About Midas Gold and the Golden Meadows Project
Midas Gold Corp., through its wholly owned subsidiaries Midas Gold, Inc. and Idaho Gold Resources, LLC, is focused on the exploration and evaluation of their gold-antimony-silver deposits in the Stibnite-Yellow Pine district of central Idaho that are encompassed by its Golden Meadows Project.

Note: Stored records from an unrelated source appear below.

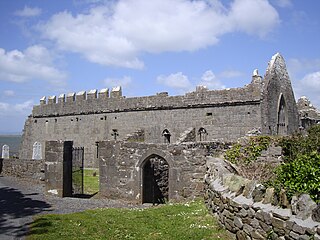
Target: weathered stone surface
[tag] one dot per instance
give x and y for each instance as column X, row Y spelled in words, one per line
column 258, row 193
column 249, row 187
column 298, row 229
column 278, row 223
column 269, row 195
column 257, row 235
column 281, row 213
column 304, row 206
column 284, row 202
column 23, row 168
column 316, row 237
column 5, row 152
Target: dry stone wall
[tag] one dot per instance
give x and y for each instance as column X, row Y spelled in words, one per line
column 22, row 168
column 246, row 208
column 122, row 164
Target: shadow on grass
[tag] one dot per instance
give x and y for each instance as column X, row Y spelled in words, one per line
column 39, row 226
column 14, row 206
column 84, row 195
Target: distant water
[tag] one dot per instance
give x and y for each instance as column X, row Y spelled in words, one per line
column 13, row 141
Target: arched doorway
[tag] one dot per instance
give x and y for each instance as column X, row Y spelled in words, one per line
column 202, row 134
column 155, row 180
column 282, row 117
column 166, row 136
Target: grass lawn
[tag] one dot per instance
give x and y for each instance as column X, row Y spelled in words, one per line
column 171, row 221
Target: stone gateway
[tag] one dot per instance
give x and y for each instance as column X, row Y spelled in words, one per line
column 147, row 148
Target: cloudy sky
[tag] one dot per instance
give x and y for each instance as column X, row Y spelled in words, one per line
column 149, row 46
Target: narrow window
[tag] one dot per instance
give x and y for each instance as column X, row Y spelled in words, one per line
column 202, row 134
column 115, row 134
column 166, row 136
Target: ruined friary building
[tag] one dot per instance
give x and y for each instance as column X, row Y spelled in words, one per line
column 127, row 137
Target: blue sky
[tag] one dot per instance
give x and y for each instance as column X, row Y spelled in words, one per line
column 53, row 47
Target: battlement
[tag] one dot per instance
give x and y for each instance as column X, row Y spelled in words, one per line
column 95, row 101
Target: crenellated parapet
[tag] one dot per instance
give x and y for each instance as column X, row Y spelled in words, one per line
column 95, row 101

Forward-Looking Statements
Statements contained in this news release that are not historical facts are “forward-looking information” or “forward-looking statements” (collectively, “Forward-Looking Information”) within the meaning of applicable Canadian securities legislation and the United States Private Securities Litigation Reform Act of 1995. Forward Looking Information includes, but is not limited to, disclosure regarding possible events, conditions or financial performance that is based on assumptions about future economic conditions and courses of action; and expected use of proceeds and business objectives. In certain cases, Forward-Looking Information can be identified by the use of words and phrases such as “anticipates”, “expects”, “understanding”, “has agreed to” or variations of such words and phrases or statements that certain actions, events or results “would”, “occur” or “be achieved”. Certain disclosure in this news release, including statements regarding the intended use of proceeds from the Financing and the sufficiency of such proceeds to fund the Company’s activities, including the on-going exploration and evaluation of the Golden Meadows Project and general working capital, may constitute “forward-looking information”. Although Midas Gold has attempted to identify important factors that could affect Midas Gold and may cause actual actions, events or results to differ materially from those described in Forward-Looking Information, there may be other factors that cause actions, events or results not to be as anticipated, estimated or intended, including, without limitation, unforeseen circumstances that may cause the costs associated with the ongoing exploration and evaluation of the Golden Meadows Project to be higher than management’s expectations; fluctuations in metal prices; and permitting requirements and restraints. There can be no assurance that Forward-Looking Information will prove to be accurate, as actual results and future events could differ materially from those anticipated in such statements. Accordingly, readers should not place undue reliance on Forward-Looking Information. Except as required by law, Midas Gold does not assume any obligation to release publicly any revisions to Forward-Looking Information contained in this news release to reflect events or circumstances after the date hereof or to reflect the occurrence of unanticipated events.